Coding is the buzzword of the 21st century. Many of the famous business names since 2000 have gained their reputation from creating tech sites, people like Mark Zuckerberg (Facebook), Jeff Bezos (Amazon), or Jimmy Wales (Wikipedia).
It’s at the heart of some of the most creative businesses around, stretching from Silicon Valley USA to Silicon Roundabout in London. Most recently Edinburgh has seen huge growth after an influx of new start-ups took off, including Skyscanner. Many of these companies pay eye-watering salaries that rival finance jobs.
The salaries may change over time. But one thing is for certain. The internet is not going away.
Is it worth spending the time on?
For people who haven’t grown up with technology in the same way our children have, the prospect of coding can seem quite daunting. It’s often referred to as a new ‘language’, and beneath that, there are a variety of different ‘dialects’ that can be learnt – from HTML through to Ruby on Rails. This all increases the mystique and confusion surrounding the whole thing.
When your child already has a packed schedule with school, extra tuition, music lessons and ex-curricular activities, learning all of this might appear like the straw that will break the camel’s back.
However coding shouldn’t be overestimated – it may not add too much strain to your child.
Coding is actually initially very easy to learn. Although it does work like a ‘language’, it isn’t like your child is being dropped in the deep end of an Arabic class. In particular, children, who are such fast learners, take to it like a duck to water. Many schools are being given the Raspberry Pi, designed to help children learn about computing.
Understandably, there is quite a debate over whether it is worth it, and there are some strong arguments against children learning to code.
First of all, it is a skill that needs to be kept up to date. It’s not like a sport where you can learn at School, and then come back to playing it in later life. The knowledge can quickly go out of date as the technology changes, so it is important to maintain a constant level of engagement.
Secondly, it is possible to learn to code at any stage of life – unlike like languages in which we benefit by it being ingrained at an early age.
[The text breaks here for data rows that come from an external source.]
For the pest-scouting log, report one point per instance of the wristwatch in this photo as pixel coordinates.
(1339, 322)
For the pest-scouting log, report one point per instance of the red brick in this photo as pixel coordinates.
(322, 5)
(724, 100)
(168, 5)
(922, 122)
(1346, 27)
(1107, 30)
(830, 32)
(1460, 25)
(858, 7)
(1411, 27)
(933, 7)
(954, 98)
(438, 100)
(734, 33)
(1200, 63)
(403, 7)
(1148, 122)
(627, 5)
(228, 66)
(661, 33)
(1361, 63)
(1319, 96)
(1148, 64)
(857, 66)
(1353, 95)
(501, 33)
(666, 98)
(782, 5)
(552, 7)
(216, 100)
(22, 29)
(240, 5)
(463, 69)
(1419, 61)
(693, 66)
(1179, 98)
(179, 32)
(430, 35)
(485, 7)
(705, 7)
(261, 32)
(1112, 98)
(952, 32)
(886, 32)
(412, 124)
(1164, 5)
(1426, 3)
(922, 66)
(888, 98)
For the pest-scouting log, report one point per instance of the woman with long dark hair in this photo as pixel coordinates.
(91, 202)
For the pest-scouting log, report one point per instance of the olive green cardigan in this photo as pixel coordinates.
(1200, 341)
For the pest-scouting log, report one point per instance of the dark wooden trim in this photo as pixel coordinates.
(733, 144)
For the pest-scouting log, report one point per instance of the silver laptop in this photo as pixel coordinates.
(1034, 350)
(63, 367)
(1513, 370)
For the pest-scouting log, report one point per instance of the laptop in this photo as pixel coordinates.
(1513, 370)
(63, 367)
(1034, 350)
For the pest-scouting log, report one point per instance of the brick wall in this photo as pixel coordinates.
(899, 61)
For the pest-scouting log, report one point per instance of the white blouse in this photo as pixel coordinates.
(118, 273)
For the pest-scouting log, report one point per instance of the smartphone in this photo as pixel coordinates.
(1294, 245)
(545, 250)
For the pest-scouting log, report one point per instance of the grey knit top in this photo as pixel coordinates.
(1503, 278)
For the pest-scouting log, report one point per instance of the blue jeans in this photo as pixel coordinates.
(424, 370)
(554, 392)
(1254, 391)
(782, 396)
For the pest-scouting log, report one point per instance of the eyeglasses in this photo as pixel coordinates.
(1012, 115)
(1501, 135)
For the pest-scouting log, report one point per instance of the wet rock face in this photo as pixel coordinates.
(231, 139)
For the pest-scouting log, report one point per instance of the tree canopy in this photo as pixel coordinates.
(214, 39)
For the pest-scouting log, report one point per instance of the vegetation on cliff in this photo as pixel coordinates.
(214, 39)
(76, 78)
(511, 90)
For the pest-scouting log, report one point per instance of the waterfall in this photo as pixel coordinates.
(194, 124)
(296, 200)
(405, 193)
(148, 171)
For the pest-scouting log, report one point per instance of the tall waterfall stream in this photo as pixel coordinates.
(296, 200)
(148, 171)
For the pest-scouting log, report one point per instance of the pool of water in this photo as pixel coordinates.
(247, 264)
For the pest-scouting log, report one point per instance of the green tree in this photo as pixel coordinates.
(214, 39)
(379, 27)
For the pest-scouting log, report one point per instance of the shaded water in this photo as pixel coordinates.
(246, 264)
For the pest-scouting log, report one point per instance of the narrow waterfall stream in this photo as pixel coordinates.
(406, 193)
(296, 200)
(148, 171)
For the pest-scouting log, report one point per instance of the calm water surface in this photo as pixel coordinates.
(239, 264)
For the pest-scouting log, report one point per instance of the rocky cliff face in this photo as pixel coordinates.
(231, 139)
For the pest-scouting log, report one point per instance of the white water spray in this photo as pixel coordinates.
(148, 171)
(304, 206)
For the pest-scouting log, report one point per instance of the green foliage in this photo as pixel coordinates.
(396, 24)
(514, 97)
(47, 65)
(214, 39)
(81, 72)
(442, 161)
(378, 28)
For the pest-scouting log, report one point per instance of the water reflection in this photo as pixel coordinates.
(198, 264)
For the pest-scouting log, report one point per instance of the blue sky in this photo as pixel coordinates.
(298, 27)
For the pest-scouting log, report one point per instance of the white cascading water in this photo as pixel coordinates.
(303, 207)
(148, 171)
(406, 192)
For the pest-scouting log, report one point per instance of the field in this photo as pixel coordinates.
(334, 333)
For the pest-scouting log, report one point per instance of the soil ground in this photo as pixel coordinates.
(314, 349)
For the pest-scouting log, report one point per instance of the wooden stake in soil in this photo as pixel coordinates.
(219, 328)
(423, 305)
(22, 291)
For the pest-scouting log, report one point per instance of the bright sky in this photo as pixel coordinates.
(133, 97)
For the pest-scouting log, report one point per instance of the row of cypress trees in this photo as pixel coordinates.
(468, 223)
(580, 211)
It is not essential that your child develop this skill at school.
Thirdly, there is also the danger (as discussed in this persuasive Guardian article) that suggesting children should code is tantamount to predicting the future, and compares it to the demand for Japanese in Schools in the 1980s. It’s very easy to spend a lot of your child’s time on something that could be obsolete by the time they would come to use it.
However, this view fundamentally ignores a key element of child development and education – the process of learning. It overlooks it in a purely results focussed view.
In the same way that people advocate learning a musical instrument as a good way to teach the need to stick at something difficult, learning discipline and organisation, coding can serve the same function. If a child is not so keen on music, it could provide a positive alternative. We may yet see the rise of ‘coding practice’.
There is also a hugely beneficial side to designing websites and platforms. Where some homework can appear unfulfilling because of the nature of the exercises, the best way to learn to code is create something tangible, like a website. The content can be anything that your child is interested in. Where they learn is by going through the process of hard work, getting over setbacks, and finally creating something exciting. The best part is that they will have something to show for it at the end.
I’m interested – how do I get them started?
If this sounds like something that you might be interested for your child then there are a number of options. Some schools run after school clubs, and www.coderdojo.com provides a great space for children to learn within groups. You can also start at home on www.codeacademy.com. This is a fun starter that is very easy to understand, and can be done with your child. Any more than this, it may be worth thinking about getting a tutor.